# my new tombstone



## Lilly (Jun 13, 2006)

here one of 6 i am making
I used the foam inserts from stuff I order, figured why waste it.
I plan on securing this to a stone so hopefully it will with stand any wind.









I also used cardboard to cover the hole in the back ...

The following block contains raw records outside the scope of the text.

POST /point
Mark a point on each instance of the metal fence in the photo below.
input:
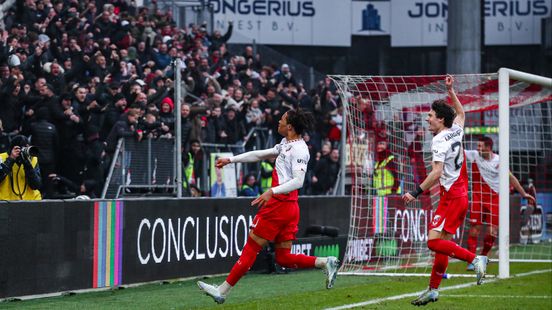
(141, 167)
(148, 167)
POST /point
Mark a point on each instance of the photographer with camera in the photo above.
(19, 171)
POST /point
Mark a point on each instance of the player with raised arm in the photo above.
(447, 166)
(278, 214)
(485, 185)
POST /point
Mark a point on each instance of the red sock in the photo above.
(451, 249)
(472, 243)
(439, 267)
(284, 258)
(248, 257)
(488, 244)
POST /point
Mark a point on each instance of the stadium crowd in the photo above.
(77, 75)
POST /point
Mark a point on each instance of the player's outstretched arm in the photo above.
(514, 181)
(460, 115)
(291, 185)
(432, 177)
(248, 157)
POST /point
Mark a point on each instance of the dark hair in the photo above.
(18, 140)
(487, 141)
(445, 111)
(300, 120)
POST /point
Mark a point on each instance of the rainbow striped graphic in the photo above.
(379, 211)
(108, 243)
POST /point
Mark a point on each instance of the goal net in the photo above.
(388, 145)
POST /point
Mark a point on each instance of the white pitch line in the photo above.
(454, 287)
(499, 296)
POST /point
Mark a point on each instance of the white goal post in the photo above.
(389, 238)
(504, 76)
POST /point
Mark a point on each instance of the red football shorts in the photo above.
(450, 214)
(277, 221)
(484, 209)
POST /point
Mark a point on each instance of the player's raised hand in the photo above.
(263, 199)
(407, 198)
(449, 81)
(221, 162)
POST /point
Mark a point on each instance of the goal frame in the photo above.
(504, 76)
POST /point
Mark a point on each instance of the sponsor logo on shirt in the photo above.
(436, 220)
(452, 135)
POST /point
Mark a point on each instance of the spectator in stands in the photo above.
(217, 39)
(19, 172)
(45, 137)
(186, 124)
(235, 130)
(218, 189)
(325, 173)
(285, 76)
(385, 179)
(249, 187)
(166, 117)
(123, 128)
(216, 126)
(70, 129)
(113, 61)
(254, 116)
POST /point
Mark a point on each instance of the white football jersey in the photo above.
(292, 156)
(487, 168)
(446, 147)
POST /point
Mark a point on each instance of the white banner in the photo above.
(419, 23)
(287, 22)
(515, 22)
(424, 22)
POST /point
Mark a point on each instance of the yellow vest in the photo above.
(20, 189)
(383, 178)
(189, 171)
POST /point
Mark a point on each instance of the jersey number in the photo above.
(457, 161)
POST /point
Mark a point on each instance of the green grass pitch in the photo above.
(306, 290)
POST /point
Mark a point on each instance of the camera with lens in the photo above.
(29, 151)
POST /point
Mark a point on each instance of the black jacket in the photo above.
(45, 137)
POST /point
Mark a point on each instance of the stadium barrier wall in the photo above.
(59, 246)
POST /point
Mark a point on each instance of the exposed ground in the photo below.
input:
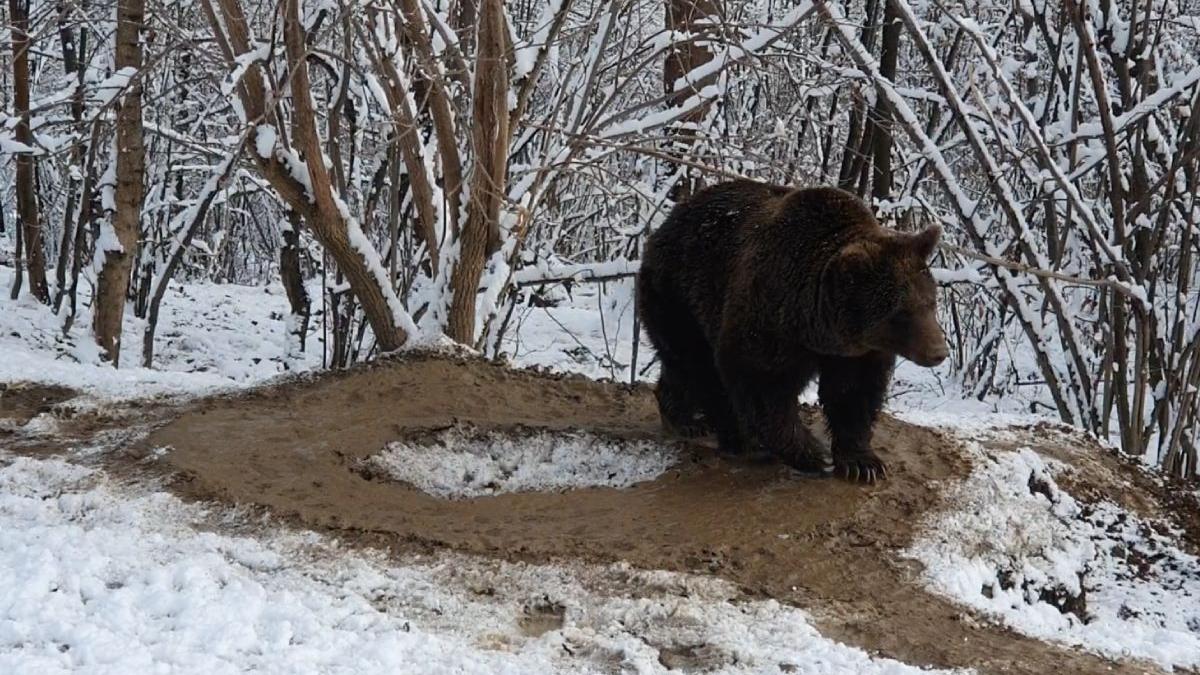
(831, 547)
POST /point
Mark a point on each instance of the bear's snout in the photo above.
(933, 357)
(928, 347)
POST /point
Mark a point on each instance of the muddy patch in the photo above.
(823, 544)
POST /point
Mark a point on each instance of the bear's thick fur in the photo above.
(748, 291)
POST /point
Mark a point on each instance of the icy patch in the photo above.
(105, 579)
(463, 463)
(1017, 547)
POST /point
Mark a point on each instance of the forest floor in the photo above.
(443, 513)
(295, 455)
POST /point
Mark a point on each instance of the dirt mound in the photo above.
(823, 544)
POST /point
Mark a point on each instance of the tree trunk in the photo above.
(130, 156)
(293, 284)
(881, 115)
(490, 139)
(697, 18)
(353, 252)
(27, 193)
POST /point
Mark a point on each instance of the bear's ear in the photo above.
(925, 242)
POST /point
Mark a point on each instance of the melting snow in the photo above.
(1017, 547)
(465, 463)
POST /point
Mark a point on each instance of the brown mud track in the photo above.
(826, 545)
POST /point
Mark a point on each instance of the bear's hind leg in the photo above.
(682, 353)
(768, 412)
(682, 414)
(851, 392)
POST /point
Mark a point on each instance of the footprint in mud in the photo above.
(541, 617)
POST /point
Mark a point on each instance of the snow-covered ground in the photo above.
(1018, 548)
(468, 463)
(115, 578)
(209, 338)
(106, 578)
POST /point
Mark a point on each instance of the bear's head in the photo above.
(882, 297)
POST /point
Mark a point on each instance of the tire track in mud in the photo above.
(822, 544)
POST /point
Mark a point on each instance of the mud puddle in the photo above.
(822, 544)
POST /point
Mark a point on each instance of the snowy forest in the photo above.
(321, 347)
(473, 151)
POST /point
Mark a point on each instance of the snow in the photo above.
(468, 463)
(114, 84)
(117, 578)
(264, 141)
(1018, 548)
(102, 578)
(210, 338)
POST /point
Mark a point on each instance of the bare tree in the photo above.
(115, 252)
(34, 257)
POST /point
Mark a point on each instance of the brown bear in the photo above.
(748, 291)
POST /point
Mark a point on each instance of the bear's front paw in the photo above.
(863, 466)
(695, 428)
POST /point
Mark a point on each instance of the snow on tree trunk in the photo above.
(114, 254)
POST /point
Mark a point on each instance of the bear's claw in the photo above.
(862, 469)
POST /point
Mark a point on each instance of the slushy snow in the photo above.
(463, 463)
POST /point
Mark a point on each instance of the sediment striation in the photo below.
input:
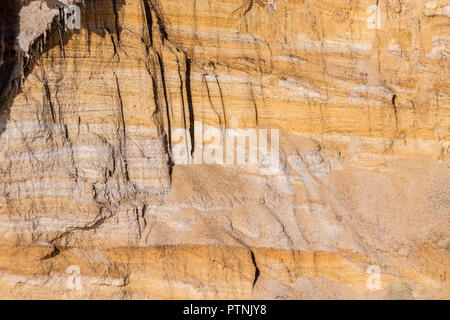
(94, 204)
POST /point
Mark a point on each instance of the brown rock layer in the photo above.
(93, 203)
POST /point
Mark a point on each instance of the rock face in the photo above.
(107, 187)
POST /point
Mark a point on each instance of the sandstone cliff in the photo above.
(94, 202)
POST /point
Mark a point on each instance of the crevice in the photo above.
(257, 272)
(190, 104)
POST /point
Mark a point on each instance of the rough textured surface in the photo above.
(88, 182)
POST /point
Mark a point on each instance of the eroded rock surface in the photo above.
(94, 204)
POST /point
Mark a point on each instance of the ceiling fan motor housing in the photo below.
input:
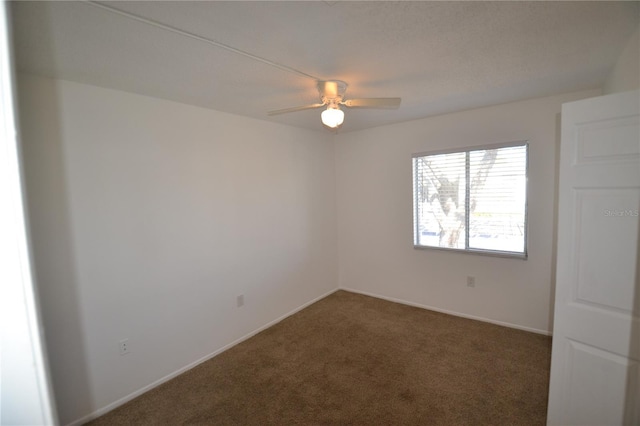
(332, 91)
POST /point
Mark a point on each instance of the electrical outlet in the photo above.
(471, 281)
(124, 347)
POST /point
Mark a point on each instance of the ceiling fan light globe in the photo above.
(332, 117)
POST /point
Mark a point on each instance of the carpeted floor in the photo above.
(350, 359)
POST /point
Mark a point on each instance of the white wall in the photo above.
(375, 231)
(625, 74)
(149, 217)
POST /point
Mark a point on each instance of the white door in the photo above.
(25, 391)
(595, 374)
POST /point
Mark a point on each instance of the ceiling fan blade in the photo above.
(373, 103)
(294, 109)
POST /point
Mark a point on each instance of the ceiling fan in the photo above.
(332, 96)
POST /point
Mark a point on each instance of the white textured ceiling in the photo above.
(438, 56)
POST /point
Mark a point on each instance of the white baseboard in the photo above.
(445, 311)
(176, 373)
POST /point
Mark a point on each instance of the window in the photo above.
(473, 200)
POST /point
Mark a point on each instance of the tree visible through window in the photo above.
(472, 200)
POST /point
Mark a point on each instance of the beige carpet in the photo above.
(350, 359)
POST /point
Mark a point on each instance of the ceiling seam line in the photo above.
(199, 38)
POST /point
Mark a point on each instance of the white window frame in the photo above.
(416, 225)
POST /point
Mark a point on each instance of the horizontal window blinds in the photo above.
(472, 200)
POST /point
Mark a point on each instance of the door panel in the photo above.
(594, 366)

I think a red light may look good on this but i will have to experiment.
hope you like it.
Im saying it's finished because I may just leave it blank


----------



## dave the dead (Jan 31, 2007)

nice Lilly. Good marblization!


----------



## scareme (Aug 29, 2006)

How did you get the finish? Looks great.


----------



## Hellrazor (Jun 18, 2006)

yes, i really like the marbled look myself


----------



## slightlymad (May 25, 2006)

WOW that marble look id great


----------



## Lilly (Jun 13, 2006)

please check out the how to section in the Props How to
my new tombstone marbled mottled 
I will answer any questions there.


ps thanks to whoever deleted my mistake post!!


----------



## Beepem (Jul 17, 2006)

thats a crazy good marbl-ing job....


----------



## Ghostess (Aug 21, 2005)

That's a nice tombstone, I love the coloring!


----------



## Lauriebeast (Feb 27, 2007)

Lilly, you did a beautiful job on that tombstone...it really looks like marble


----------



## Lilly (Jun 13, 2006)

thanks all !!


----------



## BooGirl666 (Jul 29, 2006)

wow... that is fantastic.... is this your first attempt at marbling? if so your a natural at it... it looks great!


----------



## Haunted Wolf (Apr 18, 2007)

That is an amazing effect! Good job!


----------



## Frighteners Entertainment (Jan 24, 2006)

Looks real nice!


----------



## Ghoulbug (Apr 24, 2007)

i think a red light will bring out the marbling more.Good job. Looks like granite


----------



## Lilly (Jun 13, 2006)

thank you again everyone!!


----------



## ScareShack (May 26, 2006)

very very nice and real looking


----------



## Fangs (Jun 6, 2006)

Dang Lilly! That looks great!!!! Very realistic.... You do such vunderful stuff! :devil:


----------



## NATUREPIXIE (Jan 15, 2007)

Love it!!! Great work..


----------



## CerysCrow (Jan 22, 2007)

You did a great job on this, Lilly!


----------